III

It was almighty hard luck, the way things had turned out for a man. When the only friend a man had was laid up with a busted laig and a sick wife. No “Red River Jig”. No fire to set by. No Pete to talk to and tell how comical that bank dude looked when he dropped. No warm grub. Only that bottle. Better drop past the cabin and fill a jug. When a man ain’t slept ner et he’d orter have a jug along to keep him alive.

He stopped at his cabin long enough to fill the jug. Then he pulled out. He rode into a Long X line camp. A slit eyed, frost blackened man who staggered a little when he walked. The two cowpunchers stared hard at him.

“Peter Peralta’s in bad shape. Broke a laig. His missus is dyin’. I’m ridin’ fer a doctor. One o’ you boys git over there and look after things.”

He wolfed some meat and beans and gave them a shot out of his jug. One of the cowpunchers was getting ready for the trip to Pete’s. Sam Graybull climbed back into the saddle and rode on.

The storm had quit. The stars glittered like white sparks against the clear sky. The moon pushed up over the ragged ridges. Sam Graybull swayed a little as he rode, half asleep, half awake, back along the trail to town.

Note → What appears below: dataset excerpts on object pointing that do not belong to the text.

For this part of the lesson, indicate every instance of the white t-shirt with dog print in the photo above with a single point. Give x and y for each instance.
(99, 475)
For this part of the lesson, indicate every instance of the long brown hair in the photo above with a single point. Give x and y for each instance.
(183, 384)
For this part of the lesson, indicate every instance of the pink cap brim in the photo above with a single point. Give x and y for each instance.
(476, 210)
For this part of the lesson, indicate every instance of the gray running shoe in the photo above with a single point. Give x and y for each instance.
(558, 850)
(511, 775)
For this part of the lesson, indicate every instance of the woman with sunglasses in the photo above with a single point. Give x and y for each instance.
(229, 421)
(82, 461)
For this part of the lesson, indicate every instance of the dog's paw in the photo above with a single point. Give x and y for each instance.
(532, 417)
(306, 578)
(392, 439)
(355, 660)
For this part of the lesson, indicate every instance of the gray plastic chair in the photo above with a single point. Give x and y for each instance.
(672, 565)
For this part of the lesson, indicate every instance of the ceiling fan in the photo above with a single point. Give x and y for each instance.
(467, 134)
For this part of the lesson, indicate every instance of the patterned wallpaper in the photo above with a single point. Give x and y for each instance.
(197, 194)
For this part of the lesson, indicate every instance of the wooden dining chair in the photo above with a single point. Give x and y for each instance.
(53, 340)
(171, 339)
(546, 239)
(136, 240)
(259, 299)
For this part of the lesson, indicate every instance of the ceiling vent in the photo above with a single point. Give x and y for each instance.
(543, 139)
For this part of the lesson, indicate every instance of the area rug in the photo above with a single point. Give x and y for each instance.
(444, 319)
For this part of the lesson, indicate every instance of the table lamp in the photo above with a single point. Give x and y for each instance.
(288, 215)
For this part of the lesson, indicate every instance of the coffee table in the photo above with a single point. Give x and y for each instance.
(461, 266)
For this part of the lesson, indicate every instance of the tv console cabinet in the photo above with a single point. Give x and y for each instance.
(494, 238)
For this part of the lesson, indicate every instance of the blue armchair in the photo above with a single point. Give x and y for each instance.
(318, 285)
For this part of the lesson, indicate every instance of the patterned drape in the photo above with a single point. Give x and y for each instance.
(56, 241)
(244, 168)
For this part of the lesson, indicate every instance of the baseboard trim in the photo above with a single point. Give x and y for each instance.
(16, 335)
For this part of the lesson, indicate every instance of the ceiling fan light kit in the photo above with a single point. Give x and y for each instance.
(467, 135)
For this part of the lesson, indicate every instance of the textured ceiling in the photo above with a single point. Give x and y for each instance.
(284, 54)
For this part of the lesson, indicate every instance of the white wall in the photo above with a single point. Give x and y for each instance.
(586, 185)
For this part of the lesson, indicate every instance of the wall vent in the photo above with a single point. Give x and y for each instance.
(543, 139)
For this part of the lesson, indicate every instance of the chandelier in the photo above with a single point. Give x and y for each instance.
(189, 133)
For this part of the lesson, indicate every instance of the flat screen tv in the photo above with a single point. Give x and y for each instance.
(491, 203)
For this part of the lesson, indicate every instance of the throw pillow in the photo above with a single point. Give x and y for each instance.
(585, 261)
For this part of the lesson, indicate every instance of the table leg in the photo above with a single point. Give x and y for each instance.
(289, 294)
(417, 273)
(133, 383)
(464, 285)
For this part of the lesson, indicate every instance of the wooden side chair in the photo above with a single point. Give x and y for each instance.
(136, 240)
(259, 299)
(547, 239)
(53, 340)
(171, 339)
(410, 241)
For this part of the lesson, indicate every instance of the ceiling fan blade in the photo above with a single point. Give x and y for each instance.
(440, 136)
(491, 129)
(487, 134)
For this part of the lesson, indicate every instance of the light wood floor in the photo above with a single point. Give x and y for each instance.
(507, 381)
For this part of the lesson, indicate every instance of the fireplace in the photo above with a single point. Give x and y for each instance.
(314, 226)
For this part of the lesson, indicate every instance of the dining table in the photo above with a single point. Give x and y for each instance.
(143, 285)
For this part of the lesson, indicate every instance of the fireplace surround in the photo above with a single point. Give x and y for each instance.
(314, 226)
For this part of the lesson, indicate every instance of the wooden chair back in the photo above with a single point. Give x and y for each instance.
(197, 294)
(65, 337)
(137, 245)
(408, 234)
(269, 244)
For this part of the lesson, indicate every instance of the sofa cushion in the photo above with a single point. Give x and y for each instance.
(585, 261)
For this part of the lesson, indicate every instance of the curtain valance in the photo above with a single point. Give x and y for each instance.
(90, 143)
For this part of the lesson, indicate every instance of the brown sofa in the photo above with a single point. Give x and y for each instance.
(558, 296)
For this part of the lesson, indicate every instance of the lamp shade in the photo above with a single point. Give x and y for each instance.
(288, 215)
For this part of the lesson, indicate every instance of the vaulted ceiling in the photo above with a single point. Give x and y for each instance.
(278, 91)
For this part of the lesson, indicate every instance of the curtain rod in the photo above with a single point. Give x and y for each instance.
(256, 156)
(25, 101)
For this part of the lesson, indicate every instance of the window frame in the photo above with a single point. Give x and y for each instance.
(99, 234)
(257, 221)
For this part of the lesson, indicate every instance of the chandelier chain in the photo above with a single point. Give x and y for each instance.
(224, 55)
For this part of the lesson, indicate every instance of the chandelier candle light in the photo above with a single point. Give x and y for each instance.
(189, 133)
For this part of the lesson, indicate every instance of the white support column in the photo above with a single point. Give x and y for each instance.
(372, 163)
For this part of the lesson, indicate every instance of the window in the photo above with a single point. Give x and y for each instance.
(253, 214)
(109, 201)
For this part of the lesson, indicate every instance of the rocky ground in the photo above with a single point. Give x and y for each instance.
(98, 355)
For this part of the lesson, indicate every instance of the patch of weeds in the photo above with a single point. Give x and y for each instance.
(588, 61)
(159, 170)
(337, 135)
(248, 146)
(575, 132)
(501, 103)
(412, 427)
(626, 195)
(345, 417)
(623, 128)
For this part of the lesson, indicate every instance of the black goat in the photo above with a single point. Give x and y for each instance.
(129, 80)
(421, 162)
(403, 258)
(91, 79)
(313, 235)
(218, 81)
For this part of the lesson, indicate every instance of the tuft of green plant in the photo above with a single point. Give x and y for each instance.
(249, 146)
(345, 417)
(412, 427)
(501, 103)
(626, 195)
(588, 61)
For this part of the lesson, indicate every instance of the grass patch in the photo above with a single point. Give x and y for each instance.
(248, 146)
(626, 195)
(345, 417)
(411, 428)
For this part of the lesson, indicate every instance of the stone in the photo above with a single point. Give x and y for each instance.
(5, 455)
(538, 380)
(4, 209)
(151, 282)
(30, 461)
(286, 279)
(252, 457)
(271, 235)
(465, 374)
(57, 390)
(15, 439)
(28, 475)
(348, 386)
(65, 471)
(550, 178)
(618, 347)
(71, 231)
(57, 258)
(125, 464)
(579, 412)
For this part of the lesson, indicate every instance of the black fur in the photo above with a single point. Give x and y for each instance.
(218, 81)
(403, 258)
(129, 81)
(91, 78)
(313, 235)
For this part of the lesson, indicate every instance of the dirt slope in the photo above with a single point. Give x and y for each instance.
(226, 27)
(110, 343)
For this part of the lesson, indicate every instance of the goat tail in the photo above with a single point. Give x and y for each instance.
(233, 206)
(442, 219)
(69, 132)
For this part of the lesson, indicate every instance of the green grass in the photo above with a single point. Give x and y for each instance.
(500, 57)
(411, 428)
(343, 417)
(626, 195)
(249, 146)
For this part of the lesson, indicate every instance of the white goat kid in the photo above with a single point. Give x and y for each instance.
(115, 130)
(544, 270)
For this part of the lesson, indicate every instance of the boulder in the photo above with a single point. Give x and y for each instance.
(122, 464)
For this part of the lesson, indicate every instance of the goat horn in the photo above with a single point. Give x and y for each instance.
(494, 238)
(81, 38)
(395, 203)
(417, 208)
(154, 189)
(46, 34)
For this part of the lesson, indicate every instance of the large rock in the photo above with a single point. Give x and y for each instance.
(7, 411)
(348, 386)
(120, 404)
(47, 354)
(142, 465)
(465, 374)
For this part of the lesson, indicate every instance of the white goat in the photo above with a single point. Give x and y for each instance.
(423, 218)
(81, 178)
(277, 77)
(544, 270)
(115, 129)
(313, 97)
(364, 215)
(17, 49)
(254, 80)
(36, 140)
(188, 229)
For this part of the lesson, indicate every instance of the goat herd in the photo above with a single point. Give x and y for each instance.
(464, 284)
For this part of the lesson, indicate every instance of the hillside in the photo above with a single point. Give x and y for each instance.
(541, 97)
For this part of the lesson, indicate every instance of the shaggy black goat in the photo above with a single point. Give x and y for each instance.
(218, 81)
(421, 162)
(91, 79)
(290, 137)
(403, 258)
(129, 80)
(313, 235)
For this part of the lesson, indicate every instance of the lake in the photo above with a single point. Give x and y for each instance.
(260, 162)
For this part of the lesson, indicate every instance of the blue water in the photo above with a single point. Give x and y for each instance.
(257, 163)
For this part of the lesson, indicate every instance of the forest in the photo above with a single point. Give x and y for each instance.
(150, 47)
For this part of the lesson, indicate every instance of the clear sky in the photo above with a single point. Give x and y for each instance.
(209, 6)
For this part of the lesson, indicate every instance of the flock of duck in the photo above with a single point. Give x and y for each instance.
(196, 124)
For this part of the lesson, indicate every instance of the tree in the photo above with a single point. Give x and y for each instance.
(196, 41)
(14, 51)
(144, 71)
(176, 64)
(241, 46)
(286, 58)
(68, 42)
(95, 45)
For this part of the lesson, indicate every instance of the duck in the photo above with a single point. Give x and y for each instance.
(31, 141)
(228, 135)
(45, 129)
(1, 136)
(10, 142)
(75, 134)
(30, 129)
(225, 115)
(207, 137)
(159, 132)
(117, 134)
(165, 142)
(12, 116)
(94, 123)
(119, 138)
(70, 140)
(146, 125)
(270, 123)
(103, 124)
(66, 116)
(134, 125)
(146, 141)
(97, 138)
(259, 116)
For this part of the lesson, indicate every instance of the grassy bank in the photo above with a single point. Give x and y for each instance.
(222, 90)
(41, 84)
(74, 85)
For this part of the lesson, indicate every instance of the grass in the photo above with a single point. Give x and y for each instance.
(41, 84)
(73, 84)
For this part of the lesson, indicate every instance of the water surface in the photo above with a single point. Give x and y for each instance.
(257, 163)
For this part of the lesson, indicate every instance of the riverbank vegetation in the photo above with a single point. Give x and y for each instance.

He took some tobacco and rubbed it into his eyes to sting them open. Now and then he took a drink from the jug. Not as big a drink as he wanted. Just enough to keep a man alive. That grub made a man sleepy. A paunch full of meat always made a man sleepy. Almighty hard luck that a man couldn’t git off and lay down. For five minutes. Yeah. Five hours. Be froze stiff as a stick. Hadn’t he froze his feet thataway? Wouldn’t he a-died there only Pete come by? Hell, he was payin’ Pete back right now. A man paid his debts thataway. Took guts, too. But when a man’s got one friend on earth, he’d be a hell of a kind of man not to lend a hand. It took guts. Somethin’ Pete didn’t have. Pete was a chicken hearted cuss. With his wife and his fiddle. Never taken a chance. Never would get nowhere. Like a cow pasture. A muley cow. Well, no man had ever sawed Sam Graybull’s horns. No fence made ever held him. No jail, neither. Never bin ketched. Them as tried it had some hard luck. Have a drink. Damn that cork. A man’s hands stiff and numb. There she comes. Good whisky. Thawed a man’s belly. Fightin’ whisky.

Sam Graybull’s laugh grated on the silence of the winter night. There’d be fightin’ a-plenty if a man run into that fool posse. Sam took a beaded buckskin pouch and put into it the note to the doctor. Then he fastened the pouch around his neck outside his coat. He moved with a dogged, sluggish precision. Like a machine that needs oil. He lost one of his mittens. The right mitten. He put the other mitten on his right hand, leaving the left one bare. Sam Graybull’s right hand was his gun hand.

Out of the hills and onto the main road to town. Daylight now. Sleepy. Dozing in the saddle. Ridin’ that horse like he owned him. Payin’ off the only debt he owed to his only friend.

Yonder was Beaver Crick. Old gray wolf a-comin’ outa the bare willers. With a belly full of meat, headin’ fer a safe place to sleep it off. Sam never killed a wolf. Hell, he was a wolf, hisself. A he-wolf. A killer. No rabbit, like Pete Peralta. Pete, whinin’ over a busted laig. What’d he do if he had a .30-.40 slug in him and had to gouge it out with a jacknife? Sam Graybull had done that.